What happens in Vegas...

What happens in Vegas...

It is literally impossible to write a coherent wrap-up of my first visit to Las Vegas. I will try and share a few impressions though. Given the hours we kept, the alcohol we imbibed, and the lack of food we consumed I consider it no small feat anyone in our party is able to reconstruct more than three consecutive minutes of action.

I really enjoyed spending the weekend with my brothers and their friends. It was a good-natured bachelor party filled with guys who enjoyed each others' company and were just looking to spend a memorable weekend together to mark another friend’s passing into the ranks of the married. Over the weekend we did a lot of walking around other casinos and taking in various sights. We ate in Irish bars and slammed pints of beers onto long table in a German dining hall. We played blackjack and drank booze both insanely expensive and graciously free. I bet quarters on a miniature horse track and still have no idea what you were supposed to do to win … I was just having a good time.
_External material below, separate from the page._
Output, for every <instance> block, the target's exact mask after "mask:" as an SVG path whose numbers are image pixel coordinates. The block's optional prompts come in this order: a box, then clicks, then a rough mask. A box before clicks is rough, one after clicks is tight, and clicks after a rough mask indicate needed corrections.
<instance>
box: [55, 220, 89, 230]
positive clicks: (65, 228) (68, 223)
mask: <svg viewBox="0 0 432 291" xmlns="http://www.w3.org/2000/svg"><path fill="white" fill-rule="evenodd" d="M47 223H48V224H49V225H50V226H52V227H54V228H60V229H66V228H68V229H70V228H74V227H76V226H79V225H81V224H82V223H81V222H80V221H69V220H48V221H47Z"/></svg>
We floated along a "lazy river" sucking down margaritas in glasses that looked suspiciously like a watertight bong to the casual observer. I rolled my eyes at a local waitress that went seamlessly from playful banter into an obviously rehearsed shill for a topless pool she also worked out. We visited haunts off the Strip like Ellis Island (located in the Super 8) and The Double Down (the closest thing to a "grubby rock bar" I think Vegas has … even though I found even that place tried a little too hard to be something it wasn’t). We ran headfirst into a sea of green-shirted prematurely reveling St. Patrick’s Day observers. I'm told I got into arguments with two cabbies but I only remember the awesome cab drivers that got me to and from the airport and around town Saturday night.

The one strip club we attended was visited grudgingly and by only by a fraction of the party … it was the one segment of the weekend that I’m reasonably sure most guys felt was occurring ONLY because you can’t have a bachelor party in Vegas without buying the bachelor a dance. The girls that ended up dancing for my brother ended up telling me how sweet and adorable they thought he was, but suggested getting him drunker next time around so he didn’t talk so much.* What can I say, he’s polite!
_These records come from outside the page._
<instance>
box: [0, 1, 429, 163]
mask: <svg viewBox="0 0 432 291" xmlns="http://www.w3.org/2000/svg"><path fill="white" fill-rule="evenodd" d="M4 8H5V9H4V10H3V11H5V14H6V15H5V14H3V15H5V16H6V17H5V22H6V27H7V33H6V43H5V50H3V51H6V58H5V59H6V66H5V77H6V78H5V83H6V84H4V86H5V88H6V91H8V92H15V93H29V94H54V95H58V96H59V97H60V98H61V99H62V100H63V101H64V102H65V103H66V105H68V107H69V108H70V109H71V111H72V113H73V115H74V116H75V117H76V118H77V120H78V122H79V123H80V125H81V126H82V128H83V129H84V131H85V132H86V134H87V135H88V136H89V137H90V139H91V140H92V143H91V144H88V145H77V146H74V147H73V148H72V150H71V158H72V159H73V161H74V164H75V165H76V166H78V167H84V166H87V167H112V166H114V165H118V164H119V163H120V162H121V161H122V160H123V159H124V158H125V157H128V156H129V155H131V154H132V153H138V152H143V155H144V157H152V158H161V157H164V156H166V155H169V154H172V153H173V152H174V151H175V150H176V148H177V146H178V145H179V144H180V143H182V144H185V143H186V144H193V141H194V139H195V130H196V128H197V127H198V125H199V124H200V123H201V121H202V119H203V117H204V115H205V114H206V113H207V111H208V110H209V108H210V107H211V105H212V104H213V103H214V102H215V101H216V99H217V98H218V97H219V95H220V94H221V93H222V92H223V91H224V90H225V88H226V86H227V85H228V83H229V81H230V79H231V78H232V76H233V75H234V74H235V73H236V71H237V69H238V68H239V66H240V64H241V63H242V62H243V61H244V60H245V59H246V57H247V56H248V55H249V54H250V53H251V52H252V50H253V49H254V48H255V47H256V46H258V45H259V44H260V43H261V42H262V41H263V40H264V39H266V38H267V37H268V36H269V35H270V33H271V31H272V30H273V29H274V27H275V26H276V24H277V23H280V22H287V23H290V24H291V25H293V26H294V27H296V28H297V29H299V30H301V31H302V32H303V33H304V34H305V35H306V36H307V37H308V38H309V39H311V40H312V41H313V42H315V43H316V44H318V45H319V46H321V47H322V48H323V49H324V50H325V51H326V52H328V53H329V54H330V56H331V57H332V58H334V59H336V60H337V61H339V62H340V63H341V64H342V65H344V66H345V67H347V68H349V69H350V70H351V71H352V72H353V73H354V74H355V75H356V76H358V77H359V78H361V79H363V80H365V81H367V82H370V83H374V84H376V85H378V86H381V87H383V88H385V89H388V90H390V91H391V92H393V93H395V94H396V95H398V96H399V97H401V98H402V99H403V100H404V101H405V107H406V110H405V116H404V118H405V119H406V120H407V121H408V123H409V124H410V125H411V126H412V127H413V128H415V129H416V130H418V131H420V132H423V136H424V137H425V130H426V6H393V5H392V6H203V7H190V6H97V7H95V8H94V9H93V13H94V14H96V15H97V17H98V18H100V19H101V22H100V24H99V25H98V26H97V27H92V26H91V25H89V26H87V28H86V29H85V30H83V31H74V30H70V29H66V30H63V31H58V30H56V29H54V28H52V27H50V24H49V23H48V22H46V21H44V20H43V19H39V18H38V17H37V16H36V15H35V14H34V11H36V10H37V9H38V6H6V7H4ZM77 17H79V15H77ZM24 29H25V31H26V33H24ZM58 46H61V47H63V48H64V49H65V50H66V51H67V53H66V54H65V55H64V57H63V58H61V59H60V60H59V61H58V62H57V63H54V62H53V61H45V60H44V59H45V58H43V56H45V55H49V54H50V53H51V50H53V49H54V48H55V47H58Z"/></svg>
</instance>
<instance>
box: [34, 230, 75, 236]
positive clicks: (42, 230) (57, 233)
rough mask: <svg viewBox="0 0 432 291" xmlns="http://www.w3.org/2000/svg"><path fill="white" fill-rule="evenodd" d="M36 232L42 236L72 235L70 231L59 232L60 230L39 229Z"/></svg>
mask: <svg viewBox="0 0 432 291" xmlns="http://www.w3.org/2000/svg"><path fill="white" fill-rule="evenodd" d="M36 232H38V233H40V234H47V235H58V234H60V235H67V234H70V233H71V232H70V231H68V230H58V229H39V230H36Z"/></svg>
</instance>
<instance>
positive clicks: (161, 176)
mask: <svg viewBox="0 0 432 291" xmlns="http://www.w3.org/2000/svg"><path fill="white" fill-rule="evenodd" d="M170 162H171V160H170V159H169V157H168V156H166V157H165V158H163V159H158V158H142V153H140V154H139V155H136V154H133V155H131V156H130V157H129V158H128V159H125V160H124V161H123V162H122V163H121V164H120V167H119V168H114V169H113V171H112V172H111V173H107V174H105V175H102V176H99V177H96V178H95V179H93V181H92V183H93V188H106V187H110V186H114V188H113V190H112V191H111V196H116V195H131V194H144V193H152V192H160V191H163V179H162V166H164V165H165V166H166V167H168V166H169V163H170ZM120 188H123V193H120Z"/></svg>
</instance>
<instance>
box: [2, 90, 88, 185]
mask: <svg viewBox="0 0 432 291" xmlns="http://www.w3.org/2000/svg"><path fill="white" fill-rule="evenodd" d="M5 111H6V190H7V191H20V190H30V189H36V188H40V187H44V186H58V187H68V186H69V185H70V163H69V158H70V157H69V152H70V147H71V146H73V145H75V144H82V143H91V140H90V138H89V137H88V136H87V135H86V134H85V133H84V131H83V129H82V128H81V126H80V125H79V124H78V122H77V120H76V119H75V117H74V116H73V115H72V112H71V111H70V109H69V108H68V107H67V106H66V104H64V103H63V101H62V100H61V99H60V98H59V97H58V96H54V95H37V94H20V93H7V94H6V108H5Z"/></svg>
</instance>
I began the trip feeling slightly disgusted by the excess and couldn’t shake the feeling I had stumbled into the world’s longest strip mall. I grew confused by families pushing strollers through a casino. I constantly found myself confounded by the withering glare of dudes once the waitress they thought was their best friend abandoned them in a second for a bigger tip. And, eventually, all of this stopped bothering me. People who go to Las Vegas are going there knowing full well that the city isn’t there to offer them a culturally fulfilling time. It is a playground for adult, and in the end I think a lot of the visitors, me included, are just content to empty their head of anything too "heavy" and just drift from pleasurable excess to pleasurable excess.
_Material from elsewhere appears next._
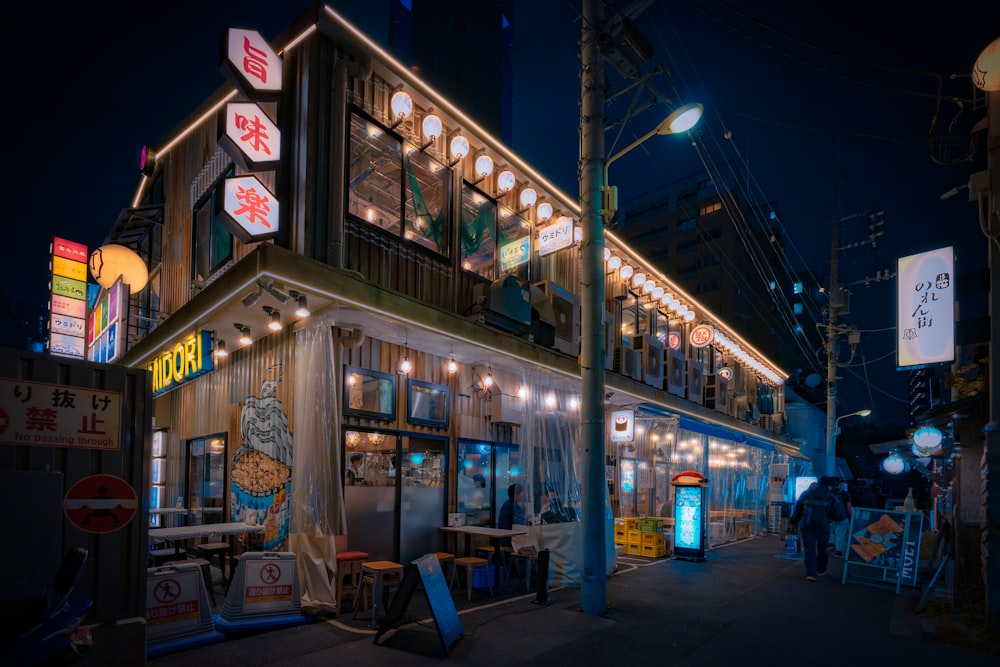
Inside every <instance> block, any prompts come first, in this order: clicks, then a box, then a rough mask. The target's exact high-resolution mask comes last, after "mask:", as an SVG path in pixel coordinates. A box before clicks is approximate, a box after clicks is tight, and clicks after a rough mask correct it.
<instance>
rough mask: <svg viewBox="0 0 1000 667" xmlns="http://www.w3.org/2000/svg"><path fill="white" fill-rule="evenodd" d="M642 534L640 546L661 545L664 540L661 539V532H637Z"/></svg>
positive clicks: (662, 545)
I was there to have a good time with my brother and his friends. We did a lot that could be considered stereotypical, and we did a fair amount that at least had us attempting to look past the surface distractions the Strip has to offer. And in the end after dropping way too much money on drinks and food – though thankfully I didn’t lose that much at the tables – I left with a lot less money in my pocket. I also left with some really fun memories with my brothers. It may be the last time we’re able to ever do something so silly together again so I consider the last weekend priceless.

Thanks, Vegas.

Bottom photo of MGM Grand lion by wallyg

*I suspect the girls decided to "confide in me" at all was because they thought I was gay, a claim I made early on into our visit to keep the working ladies from talking to me when there were far better guys to approach and make some dough off of. I’m surprised it worked as well as it did!